In the domain of EO, object detection approaches are typically applied on aerial images, which can be challenging due to the significant variation in scale and viewpoint across the diverse set of object categories [53]. Most studies involving aerial images use region proposal-based methods to detect multi-class objects. To support these tasks, AiTLAS implements several state-of-the-art architectures such as the improved Faster R-CNN model with a ResNet-50-FPN backbone [84,112] and RetinaNet with ResNet-50-FPN backbone [83].

Finally, AiTLAS also provides approaches for addressing tasks of crop type prediction. This refers to a multi-dimensional time series classification task where the input is multi-spectral temporal data and the output is a discrete variable specifying the crop type; while these tasks have traditionally been tackled using standard machine-learning approaches (such as Random Forest [113]), more recent deep-learning approaches have shown better results [64]. These include approaches that build on convolutional, recurrence, and self-attention-based architectures.
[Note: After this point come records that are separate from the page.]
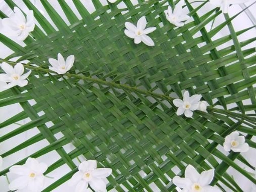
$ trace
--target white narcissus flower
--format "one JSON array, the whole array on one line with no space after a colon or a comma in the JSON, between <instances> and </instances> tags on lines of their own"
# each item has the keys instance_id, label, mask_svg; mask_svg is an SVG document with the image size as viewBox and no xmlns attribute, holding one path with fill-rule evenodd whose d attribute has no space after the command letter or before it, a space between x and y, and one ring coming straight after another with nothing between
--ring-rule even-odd
<instances>
[{"instance_id":1,"label":"white narcissus flower","mask_svg":"<svg viewBox=\"0 0 256 192\"><path fill-rule=\"evenodd\" d=\"M156 27L149 27L145 29L147 24L146 17L143 16L137 22L136 26L130 22L125 22L125 25L127 29L125 33L130 38L134 39L134 43L138 44L143 42L148 46L153 46L154 43L151 38L147 35L148 33L156 29Z\"/></svg>"},{"instance_id":2,"label":"white narcissus flower","mask_svg":"<svg viewBox=\"0 0 256 192\"><path fill-rule=\"evenodd\" d=\"M1 67L6 73L0 74L0 81L9 83L4 87L4 88L8 89L16 85L24 87L28 84L28 81L26 79L31 73L31 70L22 75L24 73L24 66L21 63L17 63L14 68L4 62L1 64Z\"/></svg>"},{"instance_id":3,"label":"white narcissus flower","mask_svg":"<svg viewBox=\"0 0 256 192\"><path fill-rule=\"evenodd\" d=\"M246 152L249 150L249 145L245 143L244 137L239 136L237 131L233 131L225 137L223 146L227 151L231 150L234 152Z\"/></svg>"},{"instance_id":4,"label":"white narcissus flower","mask_svg":"<svg viewBox=\"0 0 256 192\"><path fill-rule=\"evenodd\" d=\"M168 9L164 11L167 20L177 27L183 26L185 23L182 21L185 21L190 17L184 13L184 9L182 9L184 4L184 1L181 0L176 5L173 11L170 6L168 6Z\"/></svg>"},{"instance_id":5,"label":"white narcissus flower","mask_svg":"<svg viewBox=\"0 0 256 192\"><path fill-rule=\"evenodd\" d=\"M44 187L44 176L43 174L48 168L46 164L39 163L35 159L29 157L23 166L16 165L10 168L10 172L20 175L9 185L11 190L27 188L29 191L39 192Z\"/></svg>"},{"instance_id":6,"label":"white narcissus flower","mask_svg":"<svg viewBox=\"0 0 256 192\"><path fill-rule=\"evenodd\" d=\"M207 112L207 111L206 111L207 107L210 106L206 101L200 101L198 102L198 109L201 111L205 112Z\"/></svg>"},{"instance_id":7,"label":"white narcissus flower","mask_svg":"<svg viewBox=\"0 0 256 192\"><path fill-rule=\"evenodd\" d=\"M88 184L95 191L106 192L106 183L103 179L110 175L112 169L110 168L98 168L95 160L84 161L80 164L79 171L72 176L68 184L76 185L75 192L82 192L87 188Z\"/></svg>"},{"instance_id":8,"label":"white narcissus flower","mask_svg":"<svg viewBox=\"0 0 256 192\"><path fill-rule=\"evenodd\" d=\"M26 19L17 7L14 7L14 12L15 14L12 17L3 19L3 25L14 32L18 40L23 41L29 35L29 33L33 31L35 28L33 11L29 11Z\"/></svg>"},{"instance_id":9,"label":"white narcissus flower","mask_svg":"<svg viewBox=\"0 0 256 192\"><path fill-rule=\"evenodd\" d=\"M67 58L66 61L61 54L58 54L58 60L50 58L49 59L49 63L52 67L49 67L49 69L57 73L58 74L65 74L73 66L75 57L73 55L69 55Z\"/></svg>"},{"instance_id":10,"label":"white narcissus flower","mask_svg":"<svg viewBox=\"0 0 256 192\"><path fill-rule=\"evenodd\" d=\"M244 3L250 0L210 0L210 3L219 7L223 13L227 13L231 5Z\"/></svg>"},{"instance_id":11,"label":"white narcissus flower","mask_svg":"<svg viewBox=\"0 0 256 192\"><path fill-rule=\"evenodd\" d=\"M180 115L184 113L187 117L191 117L193 115L192 111L198 108L198 102L201 97L201 96L197 94L189 97L189 92L186 91L183 95L183 101L179 99L173 100L173 104L178 108L177 114Z\"/></svg>"},{"instance_id":12,"label":"white narcissus flower","mask_svg":"<svg viewBox=\"0 0 256 192\"><path fill-rule=\"evenodd\" d=\"M185 178L176 176L172 182L186 192L221 192L216 187L209 185L214 177L214 170L203 171L201 174L193 166L189 165L185 170Z\"/></svg>"}]
</instances>

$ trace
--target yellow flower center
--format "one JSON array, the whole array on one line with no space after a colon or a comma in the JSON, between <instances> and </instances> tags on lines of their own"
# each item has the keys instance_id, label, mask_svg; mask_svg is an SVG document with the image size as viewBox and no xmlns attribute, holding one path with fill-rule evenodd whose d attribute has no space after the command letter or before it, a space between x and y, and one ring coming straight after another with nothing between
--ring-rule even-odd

The convolution-based models use a one-dimensional convolutional layer to extract features from a temporal local neighborhood by convolving the input time series with a filter bank learned by gradient descent. To this end, AiTLAS provides implementations of several such architectures that have been successfully used for crop type prediction and land cover mapping [91,114], including Temporal Convolutional Neural Network (TempCNN) [91] (TempCNN), Multi-Scale 1D Residual Network (MSResNet) [88], InceptionTime [85], and Omniscale Convolutional Neural Network (OmniscaleCNN) [89]. Recurrent Neural Network (RNN) models process a series of observations sequentially while maintaining a feature representation from the previous context. AiTLAS provides implementations for Long Short-Term Memory (LSTM) [115] models, which have been successfully used in remote sensing applications, especially for land cover mapping [116,117]. Finally, AiTLAS includes recent state-of-the-art attention-based transformer architectures based on [92], which can learn and use the most relevant parts of the input sequence via stacked self-attention layers for sequence-to-label classification.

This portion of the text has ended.